The heavy metal door to Griffin Antiquities thudded with the impact of the wolf’s fist – a fist that Bryce knew ended in metallic-purple painted nails in dire need of a manicure. A heartbeat later, a female voice barked, half-muffled through the steel, “Open the Hel up, B. It’s hot as shit out here!”
Seated at the desk in the modest gallery showroom, Bryce smirked and pulled up the front door’s video feed. Tucking a strand of her wine-red hair behind a pointed ear, she asked into the intercom, “Why are you covered in dirt? You look like you’ve been rootling through the garbage.”
“What the fuck does rootling mean?” Danika hopped from foot to foot, sweat gleaming on her brow. She wiped at it with a filthy hand, smearing the black liquid splattered there.
“You’d know if you ever picked up a book, Danika.” Glad for the break in what had been a morning of tedious research, Bryce smiled as she rose from the desk. With no exterior windows, the gallery’s extensive surveillance equipment served as her only warning of who stood beyond its thick walls. Even with her sharp half-Fae hearing, she couldn’t make out much beyond the iron door save for the occasional banging fist. The building’s unadorned sandstone walls belied the latest tech and grade A spellwork that kept it operational and preserved many of the books in the archives below.
As if merely thinking about the level beneath Bryce’s high heels had summoned her, a little voice asked from behind the six-inch- thick archives door to her left, “Is that Danika?”
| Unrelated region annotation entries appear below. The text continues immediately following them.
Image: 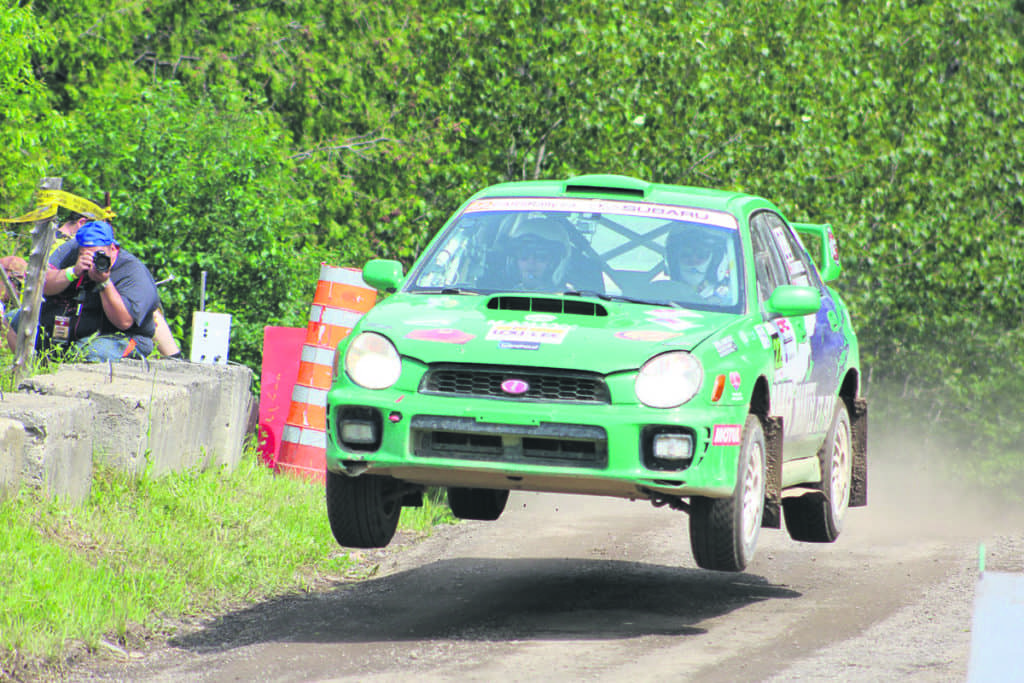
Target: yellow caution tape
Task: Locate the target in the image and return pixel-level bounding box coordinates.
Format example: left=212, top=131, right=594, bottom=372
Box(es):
left=0, top=189, right=117, bottom=223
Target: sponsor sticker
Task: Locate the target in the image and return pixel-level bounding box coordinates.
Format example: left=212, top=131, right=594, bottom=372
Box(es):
left=406, top=328, right=474, bottom=344
left=647, top=308, right=700, bottom=332
left=715, top=335, right=737, bottom=358
left=754, top=325, right=771, bottom=349
left=465, top=197, right=739, bottom=230
left=711, top=425, right=743, bottom=445
left=615, top=330, right=679, bottom=342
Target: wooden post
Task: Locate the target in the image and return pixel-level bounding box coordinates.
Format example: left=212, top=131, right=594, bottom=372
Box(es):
left=12, top=178, right=63, bottom=387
“Yes, Lehabah.” Bryce wrapped her hand around the front door’s handle. The enchantments on it hummed against her palm, slithering like smoke over her freckled golden skin. She gritted her teeth and withstood it, still unused to the sensation even after a year of working at the gallery.
From the other side of the deceptively simple metal door to the archives, Lehabah warned, “Jesiba doesn’t like her in here.”
“You don’t like her in here,” Bryce amended, her amber eyes narrowing toward the archives door and the tiny fire sprite she knew was hovering just on the other side, eavesdropping as she always did whenever someone stood out front. “Go back to work.”
Lehabah didn’t answer, presumably drifting back downstairs to guard the books below. Rolling her eyes, Bryce yanked open the front door, getting a face full of heat so dry it threatened to suck the life from her. And summer had only just begun.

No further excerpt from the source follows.